2025 yılında da benzer bir tablo olduğunu söyleyen Ocaklı, “2025 bütçesinde Bağımlılıkla Mücadele Programı altındaki 7 milyar 341 milyon liralık ödeneğin sadece 462 milyon lirası kullanılmış durumda; kullanım oranı 2025 için de hâlen yüzde 6 seviyesinde.” dedi. Buna rağmen 2026 için 9 milyar 441 milyon liralık yeni ödenek talep edilmesini eleştiren Ocaklı, “Son iki yılda kullanım oranı bu kadar düşük olan tertipler için ısrarla ödenek talep etmenizin amacı nedir? Bütçede ‘dostlar alışverişte görsün’ kalemi mi yaratılıyor?” diye sordu.

“Göç İdaresi Mehmet Aktaş’a bağlı ama tüm toplantıları Mehmet Sağlam’la yapıyorsunuz; Bakanlık içinde huzursuzluk mu var?”
İçişleri Bakanlığının iç işleyişine dair sorular da yönelten Ocaklı, Göç İdaresi Başkanlığının hangi bakan yardımcısına bağlı olduğunu sorarak, İçişleri Bakan Yardımcısı Mehmet Aktaş’tan “Doğrudur.” yanıtını aldı. Bunun üzerine Ocaklı, “Bu kurumla ilgili bütün toplantıları Sayın Mehmet Sağlam’la yapıyorsunuz, hukuk bölümü de Sayın Bülent Turan’a bağlı iken Göç ve hukuk toplantılarını neden Mehmet Sağlam Bey’le yürütüyorsunuz?” sorusunu dile getirdi.

Strateji Başkanlığındaki görev değişikliğini de gündeme taşıyan Ocaklı, “Valilerle yapılan bir video kayıt toplantısında ‘Uçkurunuza sahip çıkın, istihbarat bende, sizi görevden alırım.’ gibi ifadeleri kullandınız mı? Strateji Başkanı Mehmet Mut neden ara dönemde görevden alındı? Yerine atanan kişiye Mehmet Sağlam’ın referans olduğu iddiası doğru mudur?” dedi.

Bu iddiaların Bakanlık içinde huzursuzluk algısını güçlendirdiğini söyleyen Ocaklı, “Bakanlığınızda böyle bir huzursuzluğun olduğu bilgisi yayılırken siz Türkiye’nin huzurunu bu durumda nasıl sağlayacaksınız?” ifadeleriyle soru yöneltti.

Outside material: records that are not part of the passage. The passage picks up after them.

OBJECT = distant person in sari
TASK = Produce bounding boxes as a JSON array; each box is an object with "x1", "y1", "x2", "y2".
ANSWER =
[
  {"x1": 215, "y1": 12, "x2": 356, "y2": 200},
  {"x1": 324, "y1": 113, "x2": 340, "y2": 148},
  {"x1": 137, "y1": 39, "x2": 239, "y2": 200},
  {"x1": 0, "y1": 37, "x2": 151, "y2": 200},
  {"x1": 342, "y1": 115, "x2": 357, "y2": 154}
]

Konuşmasının sonunda bütçenin hayırlı olması temennisini yinelen CHP Rize Milletvekili Tahsin Ocaklı, “Ben milletin vekiliyim; milletten duyduğum, kamuoyunda konuşulan her şeyi size sormak zorundayım.” diyerek sözlerini tamamladı. İçişleri Bakanı Ali Yerlikaya ise, Ocaklı’nın soruları sonrası “Kızmadım, acıdım.” ifadelerini kullandı; Ocaklı ise “Acıma, acınacak hâle düşersin.” sözleriyle karşılık verdi.